Est-ce que c’était l’un des titres les plus compliqués pour vous ?
C’est différent. Les finales contre Anvers ont été très compliquées aussi. Mais j’ai toujours eu confiance. Je savais qu’on allait gagner en jouant notre basket. Ici, c’était différent. J’avais confiance en les gars, mais le jeu était en dents de scie, j’étais un peu moins serein. Et j’ai aussi un autre rôle de leader, de capitaine. Et moins offensivement vu que Timmy Allen et les autres joueurs US ont plus pris leurs responsabilités offensivement, et comme il n’y a qu’un seul ballon sur le terrain (rires). C’était parfois frustrant pour moi à gérer, mais on a fait le boulot et c’est le principal. C’était plutôt l’un des titres les plus éprouvants, surtout mentalement. 

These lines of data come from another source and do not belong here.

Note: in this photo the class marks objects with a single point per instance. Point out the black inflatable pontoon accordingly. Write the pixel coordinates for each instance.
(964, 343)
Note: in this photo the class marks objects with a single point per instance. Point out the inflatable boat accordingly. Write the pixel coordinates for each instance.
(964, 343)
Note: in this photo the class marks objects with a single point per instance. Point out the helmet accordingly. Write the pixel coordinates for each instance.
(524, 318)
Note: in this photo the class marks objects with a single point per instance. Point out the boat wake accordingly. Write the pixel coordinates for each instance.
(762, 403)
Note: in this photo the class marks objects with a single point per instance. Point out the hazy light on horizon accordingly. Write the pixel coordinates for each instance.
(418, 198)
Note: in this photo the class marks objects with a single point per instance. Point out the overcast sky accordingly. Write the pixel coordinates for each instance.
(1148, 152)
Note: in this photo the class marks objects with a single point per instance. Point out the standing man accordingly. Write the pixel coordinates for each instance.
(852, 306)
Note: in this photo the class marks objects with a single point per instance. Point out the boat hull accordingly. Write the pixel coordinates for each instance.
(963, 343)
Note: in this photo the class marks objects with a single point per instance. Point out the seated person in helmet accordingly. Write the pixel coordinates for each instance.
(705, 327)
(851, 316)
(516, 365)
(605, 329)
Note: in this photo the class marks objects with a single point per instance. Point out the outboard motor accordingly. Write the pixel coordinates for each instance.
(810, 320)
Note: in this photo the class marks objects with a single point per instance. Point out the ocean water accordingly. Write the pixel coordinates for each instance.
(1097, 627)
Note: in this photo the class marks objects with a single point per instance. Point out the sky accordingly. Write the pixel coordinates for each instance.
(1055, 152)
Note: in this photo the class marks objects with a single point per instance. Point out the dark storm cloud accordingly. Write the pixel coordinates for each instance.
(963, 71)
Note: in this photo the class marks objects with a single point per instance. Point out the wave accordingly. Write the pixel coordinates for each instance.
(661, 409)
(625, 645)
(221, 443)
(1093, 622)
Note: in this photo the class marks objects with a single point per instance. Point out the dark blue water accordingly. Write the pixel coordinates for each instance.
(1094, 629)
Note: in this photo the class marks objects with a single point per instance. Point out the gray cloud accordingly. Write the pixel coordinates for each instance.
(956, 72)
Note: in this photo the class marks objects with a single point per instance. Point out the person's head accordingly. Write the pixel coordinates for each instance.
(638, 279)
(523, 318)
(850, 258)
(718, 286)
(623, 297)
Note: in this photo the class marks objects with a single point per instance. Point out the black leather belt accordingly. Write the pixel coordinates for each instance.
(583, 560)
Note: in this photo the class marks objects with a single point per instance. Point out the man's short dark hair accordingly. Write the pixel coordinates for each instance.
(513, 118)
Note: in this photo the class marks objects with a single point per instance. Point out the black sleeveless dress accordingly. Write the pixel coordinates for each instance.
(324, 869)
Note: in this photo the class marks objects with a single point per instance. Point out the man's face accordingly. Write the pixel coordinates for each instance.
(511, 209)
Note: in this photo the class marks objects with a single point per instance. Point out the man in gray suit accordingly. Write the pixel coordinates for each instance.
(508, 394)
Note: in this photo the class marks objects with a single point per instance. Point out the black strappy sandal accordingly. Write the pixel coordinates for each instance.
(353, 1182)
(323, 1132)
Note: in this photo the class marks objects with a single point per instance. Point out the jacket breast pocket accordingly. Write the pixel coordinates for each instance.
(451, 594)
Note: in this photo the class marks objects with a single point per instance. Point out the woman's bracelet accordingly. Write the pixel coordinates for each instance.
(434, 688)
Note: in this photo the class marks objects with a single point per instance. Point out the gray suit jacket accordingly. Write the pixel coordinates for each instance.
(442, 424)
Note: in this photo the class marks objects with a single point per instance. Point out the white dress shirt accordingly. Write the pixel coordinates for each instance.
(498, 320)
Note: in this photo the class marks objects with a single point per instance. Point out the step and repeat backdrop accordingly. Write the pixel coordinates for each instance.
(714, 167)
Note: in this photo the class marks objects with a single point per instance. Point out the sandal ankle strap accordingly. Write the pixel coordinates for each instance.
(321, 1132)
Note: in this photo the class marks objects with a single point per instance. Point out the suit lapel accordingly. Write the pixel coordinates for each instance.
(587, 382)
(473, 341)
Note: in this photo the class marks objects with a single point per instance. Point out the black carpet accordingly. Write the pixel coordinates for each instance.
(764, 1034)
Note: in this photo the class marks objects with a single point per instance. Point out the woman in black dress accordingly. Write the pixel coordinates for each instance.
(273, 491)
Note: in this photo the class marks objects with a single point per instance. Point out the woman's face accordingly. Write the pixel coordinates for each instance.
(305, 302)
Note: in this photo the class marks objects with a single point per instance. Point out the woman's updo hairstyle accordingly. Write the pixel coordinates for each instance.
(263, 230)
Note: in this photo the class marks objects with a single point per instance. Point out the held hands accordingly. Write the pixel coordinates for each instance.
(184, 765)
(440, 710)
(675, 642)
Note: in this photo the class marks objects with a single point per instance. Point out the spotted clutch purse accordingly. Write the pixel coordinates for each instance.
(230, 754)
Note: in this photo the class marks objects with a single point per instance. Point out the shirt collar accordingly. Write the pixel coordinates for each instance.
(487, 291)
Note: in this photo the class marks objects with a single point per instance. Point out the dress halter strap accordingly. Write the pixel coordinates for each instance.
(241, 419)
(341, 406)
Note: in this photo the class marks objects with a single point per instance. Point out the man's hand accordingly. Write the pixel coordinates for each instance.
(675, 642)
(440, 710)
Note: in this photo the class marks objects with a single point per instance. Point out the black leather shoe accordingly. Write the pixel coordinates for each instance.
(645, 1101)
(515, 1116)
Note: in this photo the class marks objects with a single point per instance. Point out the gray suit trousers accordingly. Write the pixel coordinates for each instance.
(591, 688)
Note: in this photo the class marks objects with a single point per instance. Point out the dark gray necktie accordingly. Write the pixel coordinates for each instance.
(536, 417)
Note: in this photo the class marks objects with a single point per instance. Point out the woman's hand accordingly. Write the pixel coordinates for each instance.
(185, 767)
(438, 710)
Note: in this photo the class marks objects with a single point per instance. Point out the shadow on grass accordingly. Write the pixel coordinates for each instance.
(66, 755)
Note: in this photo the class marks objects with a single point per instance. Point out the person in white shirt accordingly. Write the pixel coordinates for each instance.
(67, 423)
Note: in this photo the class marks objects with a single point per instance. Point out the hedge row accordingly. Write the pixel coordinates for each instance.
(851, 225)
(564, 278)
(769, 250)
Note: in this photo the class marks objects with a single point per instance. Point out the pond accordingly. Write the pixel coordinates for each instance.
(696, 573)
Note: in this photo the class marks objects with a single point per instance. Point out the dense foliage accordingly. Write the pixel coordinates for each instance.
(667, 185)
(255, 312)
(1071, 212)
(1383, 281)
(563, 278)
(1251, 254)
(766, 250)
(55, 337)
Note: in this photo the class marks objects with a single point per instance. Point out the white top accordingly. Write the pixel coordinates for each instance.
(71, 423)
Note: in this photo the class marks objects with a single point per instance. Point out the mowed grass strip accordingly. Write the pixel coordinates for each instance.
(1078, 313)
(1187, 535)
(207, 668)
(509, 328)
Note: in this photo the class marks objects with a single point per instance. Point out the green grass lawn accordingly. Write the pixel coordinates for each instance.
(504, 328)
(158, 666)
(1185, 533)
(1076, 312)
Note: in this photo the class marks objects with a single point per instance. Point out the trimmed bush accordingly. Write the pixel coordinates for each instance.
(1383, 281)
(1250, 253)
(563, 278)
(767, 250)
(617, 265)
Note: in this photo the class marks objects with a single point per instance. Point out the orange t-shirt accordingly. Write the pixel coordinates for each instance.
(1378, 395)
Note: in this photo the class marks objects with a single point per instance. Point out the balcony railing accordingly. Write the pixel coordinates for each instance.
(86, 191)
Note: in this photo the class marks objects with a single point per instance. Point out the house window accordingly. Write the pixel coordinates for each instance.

Le capitaine ostendais exulte après le titre !

Ce n’est pas un peu déprimant pour les autres équipes ? Ostende joue moins bien, semble prenable… et vous faites le doublé !
Clairement. On a été beaucoup moins dominant cette saison, des équipes venaient gagner chez nous. Tout le monde pouvait le faire. On a perdu face à des équipes normalement inférieures à nous. Ce n’est pas ce qu’Ostende montre habituellement. J’ai dit aux joueurs qu’on n’avait pas une mentalité de champions, de tueurs. Forcément, les adversaires avaient plus d’énergie puisque c’était possible de nous battre. Avant, on savait qu’on pouvait étouffer nos adversaires en dix minutes. Ici, il fallait se battre pendant 40. Cela doit forcément être frustrant pour eux, et peut-être que le départ de Dario va changer des choses. 

« Le titre ? Notre jeu était en dents de scie, j’étais moins serein cette saison »

Pierre-Antoine Gillet

 

Parlons justement de Dario Gjergja. Qu’allez-vous retenir de lui ?
J’ai évidemment une relation particulière avec Dario. J’ai un peu grandi tout au long de ma carrière avec lui, j’ai commencé à Liège, cela fait 11 ans que je joue pour lui, tout en comptant l’équipe nationale. Je ne peux pas retenir une seule chose : sa passion basket, son professionnalisme… Il y aussi le Dario sur le terrain et celui en dehors. Il a été une figure paternelle d’abord, puis fraternelle sur la fin. Pour ça que je lui criais dessus parfois, pour le calmer, le canaliser. Il finit en beauté, il aurait même pu partir plus tôt. Il fallait qu’il trouve un nouveau challenge, c’est bien qu’il parte aussi pour lui. 

Terminons par le bilan de votre saison, du point de vue individuel.
C’est assez mitigé. Il y a un début de saison où je n’ai pas forcément pu me trouver avec tous ces départs. J’ai besoin d’un meneur qui crée pour moi et pour les autres. C’était un peu difficile. Je me suis blessé en équipe nationale, je suis assez bien revenu en étant MVP de la Coupe de Belgique, j’ai prouvé que je suis revenu à mon niveau. Le pourcentage a été un peu moins bon en fin fin de saison. J’ai été bon en défense, toujours présent, mais j’ai moins amené offensivement que les années précédentes. C’était la première fois cette année qu’on avait trois joueurs américains, et Dario a peut-être compris que c’était un peu trop.